Investing in technology that allows a remote workforce does not merely safeguard the company is the best way to prepare for future pandemic-like situations. IT companies have spoken about the benefits of cloud computing for over a decade, and it’s taken the pandemic to all but force companies down this road. Indeed, without embracing such technologies, remote workforces at the scale they are today would not have been possible or productive.

#5 Take a customer-centric approach

From an IT as well as a business viewpoint, the toughest aspects of managing a business during a pandemic are those elements involving functions that were previously handled face to face.

Technology can help to fix this particular issue, through increased use of websites, email, strong messaging, and outgoing call technologies.
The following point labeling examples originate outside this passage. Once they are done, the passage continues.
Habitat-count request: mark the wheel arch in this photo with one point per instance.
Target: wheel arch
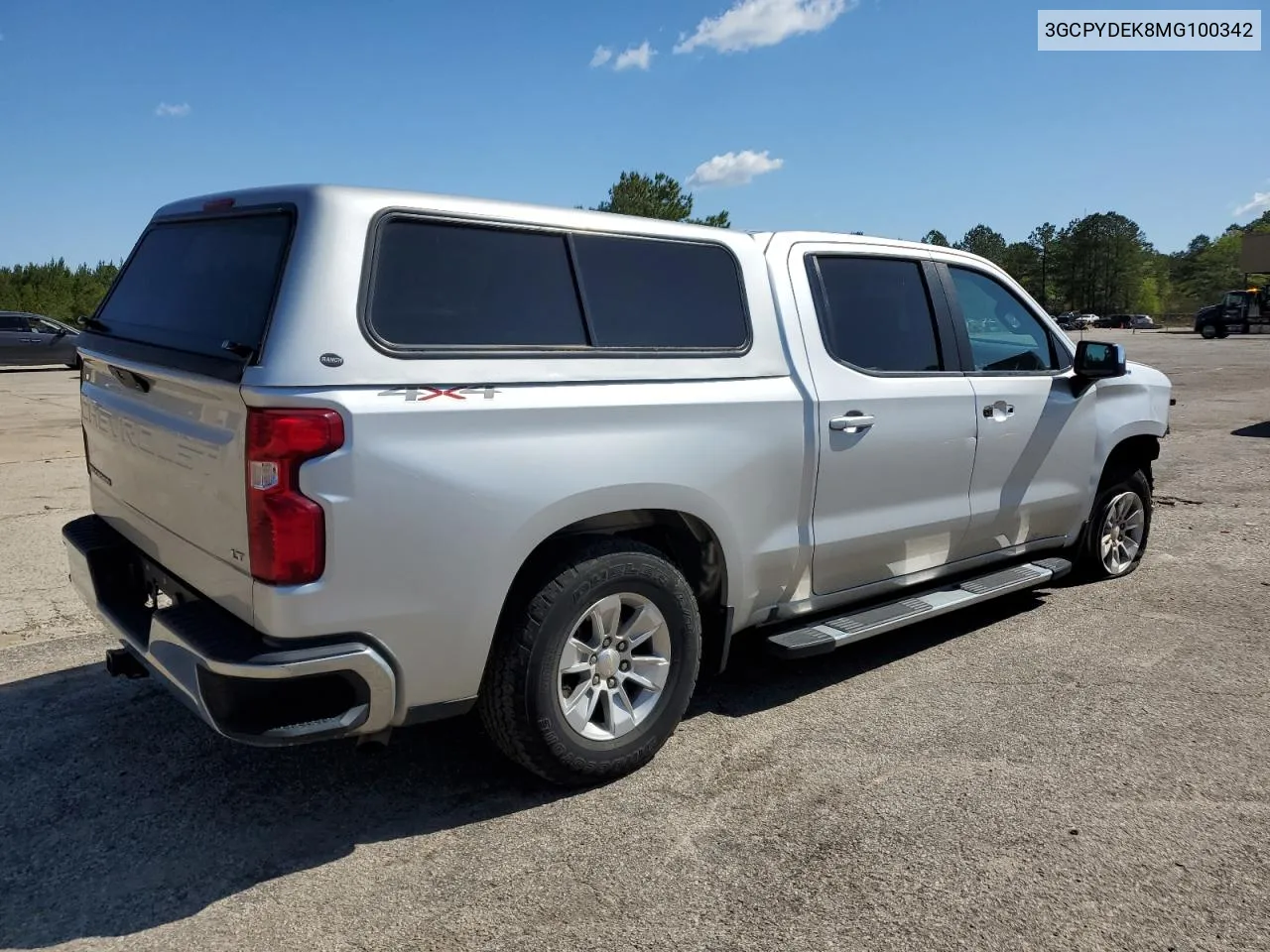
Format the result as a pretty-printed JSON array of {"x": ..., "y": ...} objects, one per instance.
[
  {"x": 690, "y": 540},
  {"x": 1133, "y": 451}
]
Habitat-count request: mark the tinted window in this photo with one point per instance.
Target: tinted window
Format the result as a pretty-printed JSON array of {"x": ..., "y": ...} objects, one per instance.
[
  {"x": 194, "y": 285},
  {"x": 1005, "y": 335},
  {"x": 878, "y": 315},
  {"x": 652, "y": 294},
  {"x": 461, "y": 286}
]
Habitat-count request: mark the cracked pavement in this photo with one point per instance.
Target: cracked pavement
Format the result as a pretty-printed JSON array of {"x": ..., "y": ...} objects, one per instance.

It must be recognized, though, that in a pandemic, telephone and website traffic is going to increase significantly because alternate routes of business and social interaction will be closed or unable to deal with a regular volume of traffic.

During a pandemic, a firm’s social media channels and website become the window of the business. It’s important to make sure your staff is multi-skilled in these areas. It can make your customers’ experience better and solutions speedier and more resolute.

There’s No Such Thing as Business as Usual During a Pandemic

As much as people may want a business to operate “as usual,” during a pandemic, it’s important to remember that this is about survival. The focus of pandemic planning should be on ensuring that primary activities are kept online, albeit at decreased capacity.

Making sure the core business keeps running – specifically, that there are enough trained and competent staff members to keep the firm afloat – is first and foremost. To achieve this resilience, management should clearly identify which functions and businesses in the company are vital to the primary functions of the business.

Final Thoughts

If another pandemic occurs, high-quality communications and knowledge of trusted sources of information about health and well-being, along with detailed plans for supporting employees on a global scale, will have a major impact on the prosperity of employees and businesses alike.

We see first-hand the devastating impact a pandemic can have on both our businesses and our personal lives. Because of this, we appreciate the importance of how we prepare for another pandemic. Ensuring the survival of businesses throughout and beyond another pandemic means looking at people, training, access, communications, infrastructure, travel, technology, support, and more.